Small Plane Crashes in New Bedford Cemetery, Killing Pilot

A witness told NBC10 Boston the plane was flying very low over nearby homes, then dived and crashed with "a loud bang"

A small plane crashed in a cemetery in New Bedford, Massachusetts, Monday, leaving its pilot dead and debris scattered across several graves.

It wasn't immediately clear what caused the crash, now under federal investigation, at Rural Cemetery.

The plane's sole occupant died, according to the National Transportation Safety Board.

"At this time we do not have reason to believe that there were any injuries or property damage on the ground," New Bedford Mayor Jon Mitchell said.

A witness told NBC10 Boston the plane was flying very low over nearby homes, then dived and crashed with "a loud bang."

"He was making weird motions to try to avoid houses. You could definitely see him trying to aim towards an open area," said Yeison Giron, who was at a nearby auto repair shop.

Cell phone video shows the plane in a nose dive before it crashed. The plane appears to hit a tree before breaking apart on impact.

"When I got up close, the plane looked like an accordion. It was shocking. To me, it was dumbfounding, like, oh my God, I can't believe that, you know?" a witness told NBC10 Boston.

The crash brought out dozens of first responders to Rural Cemetery and the scene was taped off. Only the tail was visible from helicopter footage.

The plane was a Cessna 150, the NTSB said in a tweet earlier, noting that it was investigating the crash. A Cessna 150 is an all-metal two-seated aircraft primarily used for pilot training and personal use.

Federal aviation investigators say the plane took off from New Bedford Regional Airport, about five miles from where it crashed around 3:30 p.m.

People who live in the densely populated neighborhood in the south end of the city say the plane was being maneuvered as if it was in an air show.

"I look up and I see the plane it's circling and there's a lot of smoke," another witness reported.

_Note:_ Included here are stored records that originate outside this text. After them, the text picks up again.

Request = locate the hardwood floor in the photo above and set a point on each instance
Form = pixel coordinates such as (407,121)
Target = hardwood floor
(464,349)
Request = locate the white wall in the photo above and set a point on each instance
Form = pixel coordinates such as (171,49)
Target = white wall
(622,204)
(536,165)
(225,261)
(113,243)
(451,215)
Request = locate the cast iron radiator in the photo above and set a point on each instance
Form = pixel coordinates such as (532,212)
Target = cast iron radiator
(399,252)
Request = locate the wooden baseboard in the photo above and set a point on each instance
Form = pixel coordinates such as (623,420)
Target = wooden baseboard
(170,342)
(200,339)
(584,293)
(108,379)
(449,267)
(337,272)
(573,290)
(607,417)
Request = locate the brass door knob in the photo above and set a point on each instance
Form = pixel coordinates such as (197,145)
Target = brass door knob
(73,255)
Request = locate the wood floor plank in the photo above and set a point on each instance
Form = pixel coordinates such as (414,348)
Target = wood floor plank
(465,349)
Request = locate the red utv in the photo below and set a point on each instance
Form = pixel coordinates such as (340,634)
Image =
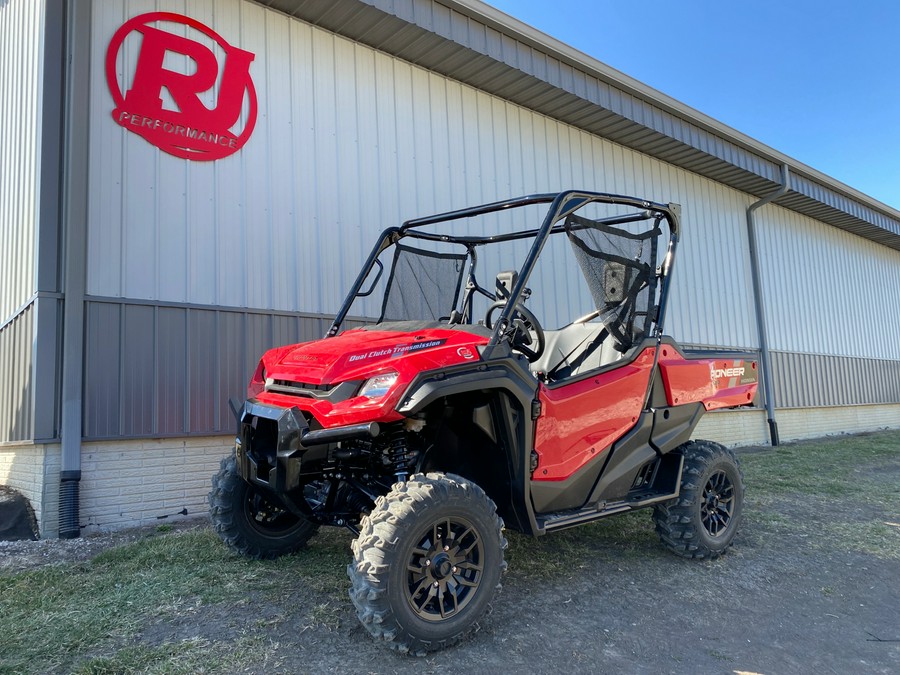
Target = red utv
(457,409)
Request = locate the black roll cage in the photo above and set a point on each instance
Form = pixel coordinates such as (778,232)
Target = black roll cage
(562,204)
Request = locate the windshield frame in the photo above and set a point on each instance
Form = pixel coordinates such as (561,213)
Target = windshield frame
(561,205)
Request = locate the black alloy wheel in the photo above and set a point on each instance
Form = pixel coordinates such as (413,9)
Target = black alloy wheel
(718,503)
(445,569)
(249,522)
(427,562)
(703,520)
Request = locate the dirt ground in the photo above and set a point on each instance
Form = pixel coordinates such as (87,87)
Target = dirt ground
(782,601)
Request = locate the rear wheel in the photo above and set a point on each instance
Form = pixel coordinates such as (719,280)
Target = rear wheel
(251,523)
(703,520)
(427,562)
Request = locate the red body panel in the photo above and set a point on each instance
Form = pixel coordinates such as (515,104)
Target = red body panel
(580,421)
(717,383)
(358,355)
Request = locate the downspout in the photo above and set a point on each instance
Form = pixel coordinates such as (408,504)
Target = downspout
(759,304)
(73,228)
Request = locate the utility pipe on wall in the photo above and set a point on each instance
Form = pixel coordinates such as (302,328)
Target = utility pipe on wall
(74,277)
(759,304)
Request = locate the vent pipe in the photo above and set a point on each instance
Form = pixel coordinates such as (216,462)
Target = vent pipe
(759,304)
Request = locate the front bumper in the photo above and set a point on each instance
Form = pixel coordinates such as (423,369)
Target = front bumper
(268,447)
(272,442)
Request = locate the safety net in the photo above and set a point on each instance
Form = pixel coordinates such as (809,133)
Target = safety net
(620,269)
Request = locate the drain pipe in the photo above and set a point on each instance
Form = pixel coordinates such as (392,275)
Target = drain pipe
(74,276)
(759,304)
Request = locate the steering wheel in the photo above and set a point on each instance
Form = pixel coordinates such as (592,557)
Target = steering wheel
(525,330)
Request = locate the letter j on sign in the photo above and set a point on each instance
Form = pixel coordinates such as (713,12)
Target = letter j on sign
(186,90)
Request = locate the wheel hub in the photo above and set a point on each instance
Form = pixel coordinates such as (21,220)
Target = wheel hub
(444,570)
(717,507)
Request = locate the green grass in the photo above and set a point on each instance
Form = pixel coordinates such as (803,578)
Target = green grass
(88,617)
(841,494)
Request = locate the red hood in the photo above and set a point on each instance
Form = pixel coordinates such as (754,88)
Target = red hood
(357,354)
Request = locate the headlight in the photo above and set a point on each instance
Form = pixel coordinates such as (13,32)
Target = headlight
(378,386)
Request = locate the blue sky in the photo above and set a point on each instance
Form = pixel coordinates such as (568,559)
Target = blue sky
(818,81)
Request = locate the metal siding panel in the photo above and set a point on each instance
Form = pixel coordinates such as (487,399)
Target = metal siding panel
(16,387)
(232,348)
(139,370)
(203,362)
(171,340)
(825,281)
(21,48)
(818,380)
(102,363)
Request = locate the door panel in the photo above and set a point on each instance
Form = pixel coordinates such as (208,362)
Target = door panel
(582,419)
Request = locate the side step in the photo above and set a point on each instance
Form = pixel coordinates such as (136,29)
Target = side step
(668,486)
(563,519)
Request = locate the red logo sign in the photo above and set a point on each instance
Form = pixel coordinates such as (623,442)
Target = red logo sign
(190,73)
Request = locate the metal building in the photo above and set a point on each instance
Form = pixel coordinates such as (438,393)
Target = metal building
(185,183)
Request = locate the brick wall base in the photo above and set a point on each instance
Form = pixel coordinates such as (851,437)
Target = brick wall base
(140,482)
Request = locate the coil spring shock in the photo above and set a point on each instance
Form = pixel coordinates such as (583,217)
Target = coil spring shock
(400,454)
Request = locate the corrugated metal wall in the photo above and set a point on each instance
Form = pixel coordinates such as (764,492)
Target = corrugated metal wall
(16,389)
(283,225)
(818,380)
(21,29)
(170,370)
(831,291)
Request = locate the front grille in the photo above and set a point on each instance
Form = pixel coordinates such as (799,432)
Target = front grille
(300,388)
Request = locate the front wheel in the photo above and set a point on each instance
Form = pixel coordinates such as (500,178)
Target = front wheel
(427,562)
(702,521)
(249,522)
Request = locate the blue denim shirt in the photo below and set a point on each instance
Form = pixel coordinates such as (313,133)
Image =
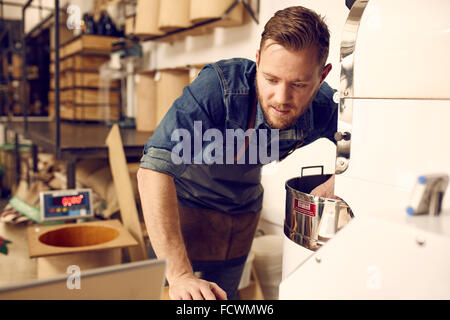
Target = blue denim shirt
(221,98)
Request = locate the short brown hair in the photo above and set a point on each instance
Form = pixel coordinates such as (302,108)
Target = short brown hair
(297,28)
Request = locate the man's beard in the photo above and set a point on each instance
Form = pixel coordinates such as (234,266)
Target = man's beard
(282,123)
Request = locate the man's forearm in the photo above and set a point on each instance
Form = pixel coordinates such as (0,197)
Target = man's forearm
(160,210)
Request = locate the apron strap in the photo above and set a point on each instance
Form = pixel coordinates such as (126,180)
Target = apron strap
(250,125)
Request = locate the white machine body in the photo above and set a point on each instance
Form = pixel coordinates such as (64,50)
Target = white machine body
(395,103)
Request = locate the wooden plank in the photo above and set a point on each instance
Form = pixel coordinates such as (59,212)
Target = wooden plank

Carol Vidal says her husband Paul was the pilot who was killed in the crash. She says something must have gone wrong because her husband, a longtime pilot, was always cautious in the air.

Paul Vidal told his wife he was going out, she said.

"This afternoon he said, 'Bye, I'm going flying, it's a nice day,'" recalled Carol Vidal, who has been married to Paul for 48 years while the two traveled the world together.

"He was a good pilot," she said of her husband. "I don't know what happened."

FAA records show Paul Vidal was in good health and has had a private pilot license since Feb. 2010. The only medical information shows he wore contact lenses.

"He was in good health," Carol Vidal said. "We ran a 5K yesterday, both of us. We were the oldest ones in the race, so, he was in good health."

The investigation into what happened is just starting but Carol Vidal says she knows for sure her husband would never do stunts in the air.

"He would never do aerobics, ever, my husband would never do that," she said. "He said it was risky and was stupid to try and do aerobics like that, he wasn't doing it. Something went wrong."

Carol Vidal says her husband also leaves behind two children.

It's not clear if there was any radio traffic from the pilot to the airport reporting any issues.

The NTSB is investigating and will piece the plane back together to figure out why it plummeted to the ground.

New Bedford police and firefighters haven't offered details. Massachusetts State Police are investigating along with local police firefighters, according to a release from the agency.